= Metapolitics =

Political discourse about politics itself

Metapolitics (sometimes written meta-politics) describes political attempts to speak in a metalinguistic sense about politics; that is, to have a political dialogue about politics itself. Activists who use the phrase often view metapolitics as a form of "inquiry" in which the discourse of politics, and the political itself, is reimagined and reappropriated. The term was coined by Marxists and is almost always used in the context of ideological discourse among the far-left and far-right, unlike the wider academic field of political philosophy. Those citing the term often do so in an attempt to take a "self-conscious" role in describing their preferred form of political inquiry.

==Contemporary thought==

By ‘metapolitics’ I mean whatever consequences a philosophy is capable of drawing, both in and for itself, from real instances of politics as thought. Metapolitics is opposed to political philosophy, which claims that since no such politics exists, it falls to philosophers to think ‘the’ political.
— Alain Badiou, April 1998

The term "metapolitics" originated with left-wing French academics, being first popularized by Alain Badiou and Jacques Rancière.
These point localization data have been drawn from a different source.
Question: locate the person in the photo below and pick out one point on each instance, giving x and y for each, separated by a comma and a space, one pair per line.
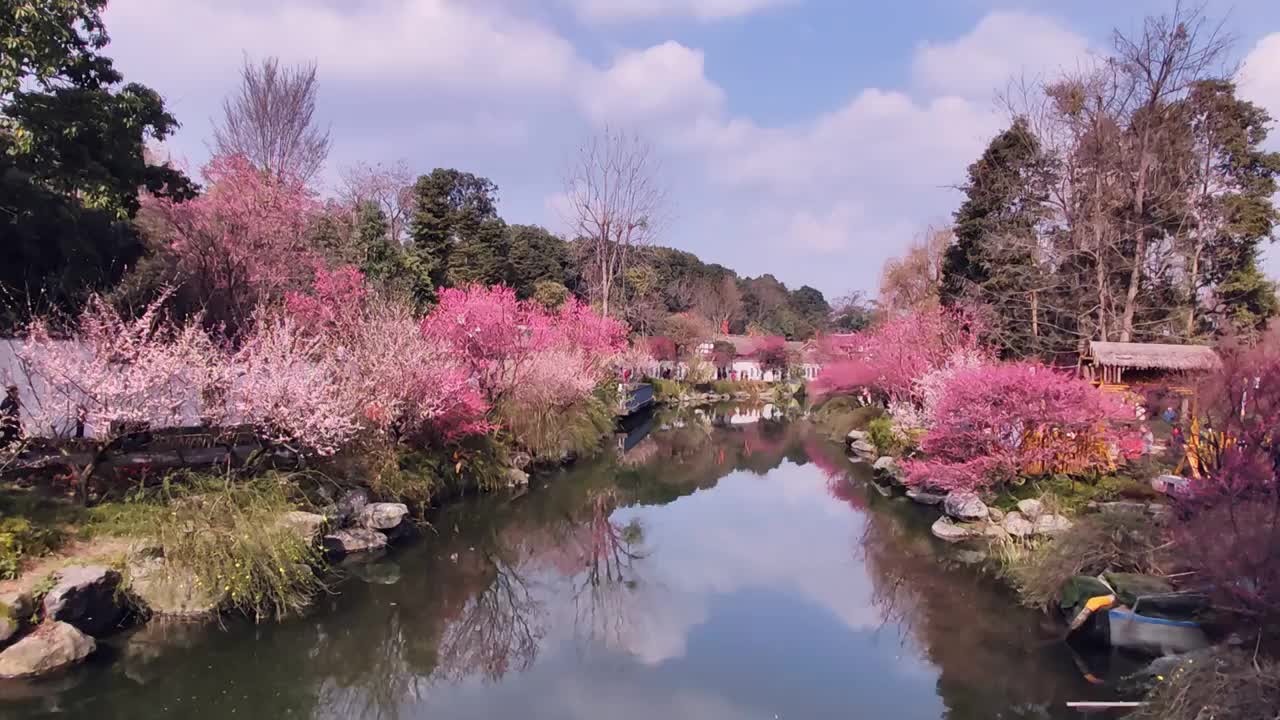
10, 424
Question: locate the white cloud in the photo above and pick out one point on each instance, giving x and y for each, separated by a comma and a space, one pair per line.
661, 82
627, 10
458, 45
1001, 46
1260, 81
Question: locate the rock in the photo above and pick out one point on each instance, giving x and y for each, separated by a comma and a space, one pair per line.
969, 556
926, 497
1123, 507
8, 628
351, 502
306, 525
517, 478
86, 597
382, 515
51, 647
1031, 509
16, 607
376, 573
172, 592
1016, 525
965, 506
1171, 484
947, 529
863, 449
1051, 524
355, 540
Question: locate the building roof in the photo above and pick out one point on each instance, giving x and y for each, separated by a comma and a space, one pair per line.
1156, 356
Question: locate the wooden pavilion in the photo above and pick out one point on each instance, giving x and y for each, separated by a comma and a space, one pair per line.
1125, 363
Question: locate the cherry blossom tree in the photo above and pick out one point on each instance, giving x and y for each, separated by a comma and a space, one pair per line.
892, 356
114, 377
242, 242
995, 422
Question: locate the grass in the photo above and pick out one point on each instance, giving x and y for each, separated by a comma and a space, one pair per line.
227, 534
842, 414
553, 434
1072, 495
1228, 684
32, 524
1118, 542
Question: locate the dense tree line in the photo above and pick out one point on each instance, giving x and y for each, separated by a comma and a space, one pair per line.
1127, 201
85, 208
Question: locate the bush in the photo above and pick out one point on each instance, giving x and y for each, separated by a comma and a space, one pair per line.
993, 423
1096, 543
881, 433
1228, 684
228, 534
841, 414
664, 390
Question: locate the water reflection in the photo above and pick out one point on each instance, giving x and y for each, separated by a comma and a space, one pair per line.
723, 565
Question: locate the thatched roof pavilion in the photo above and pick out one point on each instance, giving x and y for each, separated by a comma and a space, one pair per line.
1107, 361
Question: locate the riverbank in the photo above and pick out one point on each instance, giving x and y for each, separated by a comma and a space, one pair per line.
716, 564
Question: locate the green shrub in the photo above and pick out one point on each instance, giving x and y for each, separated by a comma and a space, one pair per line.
1096, 543
31, 525
228, 534
881, 433
664, 390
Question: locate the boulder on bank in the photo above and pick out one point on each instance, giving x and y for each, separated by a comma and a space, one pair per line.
864, 450
965, 506
351, 502
517, 478
949, 531
1031, 509
926, 497
1016, 525
306, 525
353, 540
1051, 524
86, 596
172, 592
51, 647
382, 515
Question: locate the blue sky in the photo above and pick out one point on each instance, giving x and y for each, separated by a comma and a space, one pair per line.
808, 139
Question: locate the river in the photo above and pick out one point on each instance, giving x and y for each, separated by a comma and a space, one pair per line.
713, 570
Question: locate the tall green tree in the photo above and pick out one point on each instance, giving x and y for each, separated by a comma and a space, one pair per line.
534, 256
1230, 209
995, 259
72, 158
457, 213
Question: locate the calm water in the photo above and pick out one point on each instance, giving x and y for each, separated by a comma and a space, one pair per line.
712, 572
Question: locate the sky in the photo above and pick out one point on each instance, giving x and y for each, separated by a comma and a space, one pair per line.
808, 139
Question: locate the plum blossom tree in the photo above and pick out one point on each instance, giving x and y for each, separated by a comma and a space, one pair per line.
993, 422
1228, 528
498, 337
402, 382
892, 356
118, 376
242, 242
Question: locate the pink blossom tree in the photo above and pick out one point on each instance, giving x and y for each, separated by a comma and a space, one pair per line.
114, 377
1228, 528
997, 420
892, 356
498, 337
242, 242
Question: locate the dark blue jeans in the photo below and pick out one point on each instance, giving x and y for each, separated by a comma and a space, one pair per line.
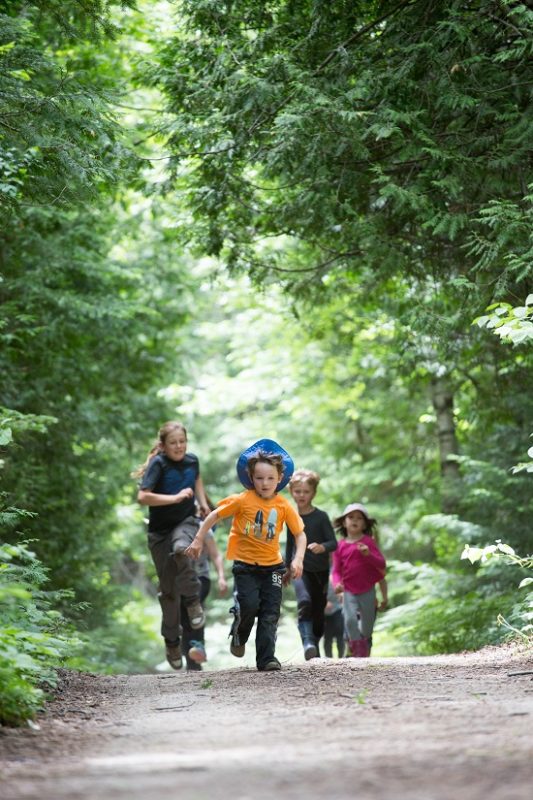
312, 594
258, 594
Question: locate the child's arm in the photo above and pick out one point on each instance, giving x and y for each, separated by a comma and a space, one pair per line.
297, 564
197, 544
384, 589
336, 576
148, 498
216, 557
199, 491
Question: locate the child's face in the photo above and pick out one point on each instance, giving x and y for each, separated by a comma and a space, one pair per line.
265, 480
303, 493
354, 524
175, 445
Discussing Badiou's Metapolitics, Bruno Bosteels asserts that:

“Badiou argues against the tradition of political philosophy, which he associates with the likes of Hannah Arendt and Claude Lefort, by proposing to think not of ‘the political’ (le politique) but of ‘politics’ (la politique) as an active form of thinking, or thought-practice, in its own right. He then goes on to evaluate the proximity of this proposal for a ‘metapolitical’ orientation to the work of his teacher Louis Althusser and his contemporaries Jacques Rancière and Sylvain Lazarus, before offering case studies on the concepts of democracy, justice and Thermidoreanism.”